Don’t look now, but 2014 might be a doozy of a year for Senator Mitch McConnell. The veteran lawmaker who was one-half of the Senatorial team that found compromise and re-opened the government while also raising the debt ceiling is not very well-liked in his home state of Kentucky. He was already facing a stiff challenge on his right flank from Tea Partiers who feel he works with Democrats too much — a laughable notion to anyone who knows McConnell was the one who famously said the GOP’s primary political mission was to make Barack Obama a one term president. However, when 34-year-old Alison Lundergan Grimes entered to challenge Mitch from the left, the nightmare of the polls got much worse for the Senate Minority Leader.
Grimes, the daughter of a former Kentucky Democratic Party chairman , is no stranger to politics. She’s also come out swinging against McConnell, showing everyone in the state and around the country that unlike Ashley Judd — who many thought would leave her acting career behind to challenge McConnell next year — badmouthing from Team McConnell would not scare her away. Now, it appears her persistence is paying off.
According to Public Policy Polling, a left-leaning polling company, Grimes is leading McConnell in the polls by two points, 45% to McConnel’s 43%. Driving the downturn in McConnell’s numbers is the government shutdown. According to PPP, 60% of Kentuckians opposed the shutdown, and McConnell is taking it on the chin over it. The same poll showed that 48% are now less likely to vote for McConnell. Perhaps most ominous for McConnell is the fact that among Republicans polled, Grimes is already pulling 18% of the votes away from McConnell. That’s quite a lot of moderate Republicans who are fed up with business as usual out of McConnell.

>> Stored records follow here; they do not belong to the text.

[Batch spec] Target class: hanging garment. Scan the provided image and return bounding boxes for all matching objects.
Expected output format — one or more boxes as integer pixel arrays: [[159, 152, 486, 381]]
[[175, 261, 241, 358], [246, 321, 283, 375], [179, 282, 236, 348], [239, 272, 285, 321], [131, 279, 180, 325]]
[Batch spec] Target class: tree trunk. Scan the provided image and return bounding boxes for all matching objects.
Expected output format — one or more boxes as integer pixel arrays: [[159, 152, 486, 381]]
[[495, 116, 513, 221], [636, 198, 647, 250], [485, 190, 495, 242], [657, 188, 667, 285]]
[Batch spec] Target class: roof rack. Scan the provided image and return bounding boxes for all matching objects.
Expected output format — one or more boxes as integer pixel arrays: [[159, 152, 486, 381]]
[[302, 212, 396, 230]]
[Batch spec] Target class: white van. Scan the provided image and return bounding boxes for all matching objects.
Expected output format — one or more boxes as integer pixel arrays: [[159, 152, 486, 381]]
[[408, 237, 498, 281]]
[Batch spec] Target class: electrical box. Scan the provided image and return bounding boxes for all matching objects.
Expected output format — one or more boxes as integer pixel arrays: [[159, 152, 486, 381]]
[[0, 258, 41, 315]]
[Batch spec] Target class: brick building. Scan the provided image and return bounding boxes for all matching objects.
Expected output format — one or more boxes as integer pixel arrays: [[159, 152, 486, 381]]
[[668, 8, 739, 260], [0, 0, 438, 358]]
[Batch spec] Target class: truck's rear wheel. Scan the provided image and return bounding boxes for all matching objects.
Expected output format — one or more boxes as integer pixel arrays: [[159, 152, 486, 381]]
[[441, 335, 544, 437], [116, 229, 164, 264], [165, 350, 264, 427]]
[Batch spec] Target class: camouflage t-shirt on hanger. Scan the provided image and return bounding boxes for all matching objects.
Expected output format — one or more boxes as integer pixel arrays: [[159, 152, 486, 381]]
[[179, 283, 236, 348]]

Two points this far out from the election isn’t anything to celebrate or to pin any hopes for a victory on, but it’s clear that the shutdown had a major impact on how people feel about McConnell in Kentucky. It also doesn’t take a degree in political science to know that ads from now until 2014 from Grimes will remind people over and over that McConnell was every bit as key in the government shutdown as he was in ending it, and those constant reminders may just beef up that lead for Grimes in the long run. Regardless of how far out the election is, McConnell’s campaign staff is most-assuredly nervous at this point; they’d much rather be up by two points than trailing a young, female Democratic challenger at any point in the next year or so, much less right now.